L’inizio del libro ci porta subito nel pieno della storia, con il ritrovamento della giovane pittrice Clara Bellini, morta nel suo studio. L’ispettore Marco Rossi, convocato sulla scena del crimine, si rende subito conto che si tratta del lavoro svolto da un professionista e che è meglio avvalersi dell’aiuto di Leonardo Marchetti, un giovane e brillante investigatore privato.

Leonardo appartiene a una famiglia facoltosa e ha mezzi e opportunità per indagare, ma soprattutto è dotato di una grande intuizione e di capacità di osservazione. E’ metodico e non lascia niente al caso. Segno è che ogni sera redige le sue Note Investigative, cioè annota tutto ciò che attiene al caso che sta seguendo. Ho trovato questa soluzione come un’ottima strategia per coinvolgere il lettore e farlo partecipare, in maniera interattiva, alla narrazione. Così non ci sono scuse, nemmeno per i più distratti!

L’occhio allenato di Leonardo coglie subito dei dettagli significativi, come un quadro incompiuto, ed emerge che la morte di Clara nasconde segreti ben più grandi ma, soprattutto, potrebbe condurre all’omicidio del padre di Leonardo, avvenuto quando lui era ancora un bambino.

Interessi economici, segreti nascosti in una villa polverosa, uomini senza scrupoli, sono solo alcuni degli ingredienti di questo avvincente giallo che si muove nel mondo dell’arte e in una Firenze oscura e misteriosa.

“Abbiamo poco tempo. Il killer ha lasciato una traccia, ne sono certo. Ora dobbiamo solo trovarla”. Con quella frase enigmatica, Leonardo si chinò di nuovo sulla tela, come se il segreto dell’intero caso fosse nascosto proprio lì, tra i colori e le pennellate.

La scrittura è fluida e precisa; l’autore ci porta nel pieno delle indagini seguendo i ragionamenti di Leonardo, gli interrogatori e le sue Note Investigative. Ho apprezzato i capitoli suddivisi in paragrafi brevi e la grafica all’inizio di ogni capitolo. Il libro è davvero strutturato in modo che il lettore possa seguire in modo interattivo l’indagine e mi chiedo se questo era proprio l’intento dell’autore.

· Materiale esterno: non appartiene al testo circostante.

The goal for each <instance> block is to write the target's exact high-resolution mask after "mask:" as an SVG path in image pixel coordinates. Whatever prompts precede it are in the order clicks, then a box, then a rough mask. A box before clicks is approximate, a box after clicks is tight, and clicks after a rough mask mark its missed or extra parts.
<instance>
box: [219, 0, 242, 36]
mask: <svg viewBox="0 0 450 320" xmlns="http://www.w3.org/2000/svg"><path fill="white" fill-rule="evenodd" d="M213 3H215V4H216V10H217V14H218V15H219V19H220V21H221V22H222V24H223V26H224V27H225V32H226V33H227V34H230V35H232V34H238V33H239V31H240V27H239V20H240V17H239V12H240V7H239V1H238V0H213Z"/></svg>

Leonardo è un personaggio che all’inizio non ho apprezzato: troppo perfetto e troppo preciso, poco realistico. Poi, durante la narrazione emerge il suo vissuto e le angosce che si porta dietro dall’infanzia per la morte del padre, rimasta senza colpevoli. E comprendiamo che la sua è solo una corazza che gli permette di sopravvivere e che nasconde la sua determinazione a trovare i colpevoli, a qualunque costo. Le indagini si intrecciano e i colpi si scena si susseguono tenendo incollati fino all’epilogo.

Un solo appunto mi sento di muovere all’autore. Siccome mi sembra di aver intuito la sua intenzione di scrivere ancora storie con protagonista Leonardo Marchetti, avrei lasciato per il momento in sospeso la soluzione della morte di suo padre.

<<…Leonardo sentì per la prima volta dopo anni un senso di pace. Non poteva fermare tutte le ingiustizie del mondo ma, ma poteva continuare a lottare per la verità, per chi non aveva voce e per chi non poteva combattere da solo>>.